迷彩服を着込んだ軍人らしき人影がどこからか現れたのだ。1人や2人ではない。少なくとも4人はいる。抵抗の間もなく俺はそのうちの1人に組み伏せられた。


「ぐっ!?」

「え…?なに。マキータ…さん、何して」

『隊長』『任務完了だ隊長』

『βとγが応戦中』『戦線を離脱しろ隊長』

「了解!」


口々に軍人たちに告げられ、詞音ちゃんを抱えたマキータさんが踵を返す。

そして思い出したかの様に、俺に対して振り返り、


「学生クン♫バイバーイ♪」

「詞音ちゃん!」

「澄夏くん!」


 拘束を解き飛び出した。肩がおかしな音を立てたが関係ない。詞音ちゃんの手を握る。激痛の走る左でマキータに殴りかかった。


「ワオ!」


 だが、あっけなく鉈の面の部分ではたき落とされた。情けねぇ。だが詞音ちゃんの手だけは離さない。痛いだろうが決して離さない。この手は離したくない。

 軍人たちが俺に銃口を向ける。

すると彼女は優しく微笑み、


「私は大丈夫だからっ、ありがとう!」


 手が、離された。


「あっ」


2人が闇に呑まれて消えた。軍人たちの姿もない。周りは何もなかったみたいに見覚えのある壁が広がっていた。どうやらいつの間にかフロントに来ていたようだ。直後の事だ。

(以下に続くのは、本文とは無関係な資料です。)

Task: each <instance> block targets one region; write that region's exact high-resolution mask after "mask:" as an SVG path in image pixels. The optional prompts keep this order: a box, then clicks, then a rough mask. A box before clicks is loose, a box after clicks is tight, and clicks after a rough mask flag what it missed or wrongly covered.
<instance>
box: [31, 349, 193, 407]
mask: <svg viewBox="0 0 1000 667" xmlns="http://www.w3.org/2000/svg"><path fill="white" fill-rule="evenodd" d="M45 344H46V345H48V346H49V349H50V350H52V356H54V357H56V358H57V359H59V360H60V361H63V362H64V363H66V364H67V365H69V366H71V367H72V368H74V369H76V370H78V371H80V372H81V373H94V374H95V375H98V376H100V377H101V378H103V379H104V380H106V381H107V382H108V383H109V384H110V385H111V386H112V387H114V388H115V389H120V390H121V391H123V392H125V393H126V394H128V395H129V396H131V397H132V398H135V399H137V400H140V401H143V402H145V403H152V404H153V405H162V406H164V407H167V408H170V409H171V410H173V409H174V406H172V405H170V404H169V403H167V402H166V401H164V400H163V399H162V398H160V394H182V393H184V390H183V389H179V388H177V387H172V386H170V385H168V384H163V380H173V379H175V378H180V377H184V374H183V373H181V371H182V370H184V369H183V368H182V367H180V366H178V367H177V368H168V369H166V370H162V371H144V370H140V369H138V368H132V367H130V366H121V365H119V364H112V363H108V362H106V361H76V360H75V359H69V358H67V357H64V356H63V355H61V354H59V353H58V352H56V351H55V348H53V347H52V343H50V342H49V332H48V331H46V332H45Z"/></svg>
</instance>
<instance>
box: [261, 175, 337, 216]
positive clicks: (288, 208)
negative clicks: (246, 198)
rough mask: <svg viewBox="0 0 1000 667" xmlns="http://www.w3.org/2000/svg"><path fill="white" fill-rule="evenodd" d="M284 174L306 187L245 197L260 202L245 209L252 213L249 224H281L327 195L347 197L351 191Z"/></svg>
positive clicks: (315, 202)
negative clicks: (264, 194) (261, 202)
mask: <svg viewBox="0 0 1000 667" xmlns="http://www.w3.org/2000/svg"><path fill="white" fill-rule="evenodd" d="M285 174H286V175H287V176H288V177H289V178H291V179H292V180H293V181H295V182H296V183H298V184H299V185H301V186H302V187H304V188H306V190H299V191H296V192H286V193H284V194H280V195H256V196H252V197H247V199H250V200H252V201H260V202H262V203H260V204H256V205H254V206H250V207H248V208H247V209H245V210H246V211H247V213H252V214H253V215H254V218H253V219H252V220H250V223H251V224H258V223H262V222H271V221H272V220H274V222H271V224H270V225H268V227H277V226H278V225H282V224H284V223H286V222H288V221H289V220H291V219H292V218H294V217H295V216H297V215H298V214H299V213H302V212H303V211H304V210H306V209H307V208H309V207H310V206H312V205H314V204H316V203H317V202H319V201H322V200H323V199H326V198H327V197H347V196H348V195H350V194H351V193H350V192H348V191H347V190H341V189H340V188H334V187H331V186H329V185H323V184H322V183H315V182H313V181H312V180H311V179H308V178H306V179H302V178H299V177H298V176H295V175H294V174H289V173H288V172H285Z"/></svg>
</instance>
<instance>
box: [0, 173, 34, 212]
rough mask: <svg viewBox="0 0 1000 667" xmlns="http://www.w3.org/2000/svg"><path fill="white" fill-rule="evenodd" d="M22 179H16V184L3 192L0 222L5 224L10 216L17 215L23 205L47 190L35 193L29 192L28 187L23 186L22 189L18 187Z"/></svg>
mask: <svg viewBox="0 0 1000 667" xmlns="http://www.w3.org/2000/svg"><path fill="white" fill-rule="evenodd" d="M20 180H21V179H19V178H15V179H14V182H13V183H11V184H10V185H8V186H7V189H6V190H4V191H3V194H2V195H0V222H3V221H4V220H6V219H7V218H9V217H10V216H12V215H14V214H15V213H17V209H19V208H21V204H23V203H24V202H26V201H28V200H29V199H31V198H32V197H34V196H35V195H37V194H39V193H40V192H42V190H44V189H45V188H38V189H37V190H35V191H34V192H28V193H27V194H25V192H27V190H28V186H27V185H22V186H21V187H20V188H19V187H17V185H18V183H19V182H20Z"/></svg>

パッと視界が白くなった。目が眩む。どうやら電気が復旧したらしい。

 周りからはざわつく声が聞こえ、見渡せば他の客や店員がひしめいていた。やはり、彼らも先ほどの術式に影響されていたのだろう。僅かな間、狼狽えていたがすぐに店員に詰め寄る者や退店する者、自分の部屋へと戻る者と忙しなく動き始める。


「詞音様!詞音様!?いらっしゃいませんか詞音様!」


 白昼夢だったと思いたい。

 だが、手に残る彼女の温もりとフロアに響く悲鳴にも似た女性の叫びがそれを許してはくれなかった。